Learning to swim in cash

3 mins read

The latest liquidity statistics released by the Single Supervisory Mechanism revealed that Cypriot banks are swimming in cash.

They have more cash than they know what to do with, according to the official liquidity coverage ratio (LCR), which is almost twice as high as that of the EU average.

Cypriot banks have 311.61% LCR, the third-highest in the banking union, which compares unfavourably with the EU’s average of 171.78%, far exceeding the minimum regulatory requirement set at 100%.

The LCR essentially refers to the proportion of highly liquid assets held by banks to ensure their ongoing ability to meet short-term obligations.

According to professor Panicos Demetriades, who served two years as Central Bank of Cyprus governor: “Liquidity coverage ratio is a relatively new regulatory requirement that was put in place through Basel III, which took on board the lessons learnt from the freezing of money markets during the Global Financial Crisis.

“It requires banks to have enough liquid funds to withstand a 30-day stress scenario, agreed with supervisors.

“It seems the supervisory interpretation being utilised relates to withdrawals in the last month (which doesn’t correspond to a stress scenario) during the current conditions.

“The fact that Cyprus is currently ranked third in the euro area in terms of the LCR, albeit seemingly positive, should not be over-interpreted.

“It is merely a reflection of the lack of profitable lending opportunities in the banking system, which itself is because of the legacy of an over-indebted private sector.

“Indeed, other indicators such as the leverage ratio are consistent with the same picture: relative to their equity, Cypriot banks are not lending as much as banks in other eurozone countries.”

Challenges for banks

Limited lending opportunities combined with excess liquidity suggests there are challenges not just for the banks but also for the economy.

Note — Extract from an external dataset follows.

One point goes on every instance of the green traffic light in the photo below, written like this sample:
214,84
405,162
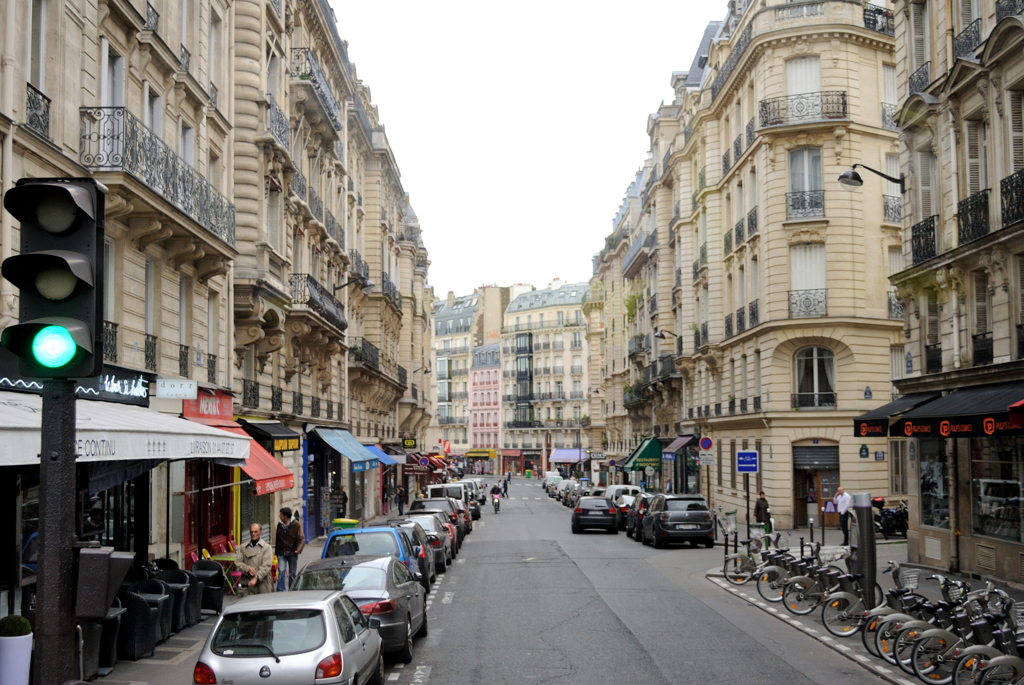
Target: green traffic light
53,346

People prefer to stash money anywhere that is considered safe, and they don’t want to take any risk, even if that means their purchasing power is eroding.

On the other hand, the financial services sector has a potential market to tap into if they can access these depositors and convince them that they have products that can address their investment needs.

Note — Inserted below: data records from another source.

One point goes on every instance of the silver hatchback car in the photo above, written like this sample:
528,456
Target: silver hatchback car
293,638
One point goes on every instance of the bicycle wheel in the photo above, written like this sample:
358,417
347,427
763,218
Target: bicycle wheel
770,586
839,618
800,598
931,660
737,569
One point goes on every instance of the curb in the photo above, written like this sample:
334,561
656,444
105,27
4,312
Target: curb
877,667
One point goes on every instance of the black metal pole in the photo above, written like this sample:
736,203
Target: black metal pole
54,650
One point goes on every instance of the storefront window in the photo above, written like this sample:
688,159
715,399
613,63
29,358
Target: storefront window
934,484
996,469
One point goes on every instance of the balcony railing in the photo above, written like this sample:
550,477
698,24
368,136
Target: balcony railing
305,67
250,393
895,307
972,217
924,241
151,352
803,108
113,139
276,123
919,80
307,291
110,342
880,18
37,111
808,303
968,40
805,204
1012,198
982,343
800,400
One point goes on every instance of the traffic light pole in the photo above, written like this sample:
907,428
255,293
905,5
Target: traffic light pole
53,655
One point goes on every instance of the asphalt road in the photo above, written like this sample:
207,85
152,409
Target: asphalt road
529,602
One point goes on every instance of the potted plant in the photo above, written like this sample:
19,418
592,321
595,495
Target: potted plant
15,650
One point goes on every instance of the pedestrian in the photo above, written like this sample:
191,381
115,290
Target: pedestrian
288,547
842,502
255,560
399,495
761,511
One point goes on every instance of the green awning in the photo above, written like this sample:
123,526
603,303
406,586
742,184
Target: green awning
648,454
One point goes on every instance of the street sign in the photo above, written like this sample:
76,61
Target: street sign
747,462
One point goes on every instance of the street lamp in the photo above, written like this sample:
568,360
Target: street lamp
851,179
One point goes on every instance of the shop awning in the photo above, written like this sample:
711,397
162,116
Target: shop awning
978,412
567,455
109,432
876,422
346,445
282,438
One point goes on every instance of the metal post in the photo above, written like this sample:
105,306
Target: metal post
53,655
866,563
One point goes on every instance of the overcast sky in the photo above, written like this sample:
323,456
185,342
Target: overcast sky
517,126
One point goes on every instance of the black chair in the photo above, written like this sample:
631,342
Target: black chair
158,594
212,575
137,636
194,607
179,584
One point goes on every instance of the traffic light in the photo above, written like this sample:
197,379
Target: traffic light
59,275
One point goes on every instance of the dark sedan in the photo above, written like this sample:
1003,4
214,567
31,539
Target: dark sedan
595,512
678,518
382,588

One glimmer of hope is banks will be able to lend more as businesses reassess the post-Covid-19 situation and renew their plans.

But that might prove to be a long shot.

Many companies are still recovering from weak demand, and access to new lending may prove difficult unless the government steps in with its plan to provide state guarantees.

However, countries like Germany, with a much stronger economy and diversified industry, enjoy the lowest LCR at 158.62%.

Cypriot banks will have to work harder and smarter to deal with their excess cash and turn it into profit.

Resorting to consumer lending is not the answer.

On the flip side, the excess liquidity shows that Cypriot banks went a long way since 2013 to restore trust.

Although local depositors have few choices regarding depositing their money, the single market offers a good menu of products for those who put safety above returns, such as money market funds, sovereign debt instruments and the list increases as the risk tolerance grows.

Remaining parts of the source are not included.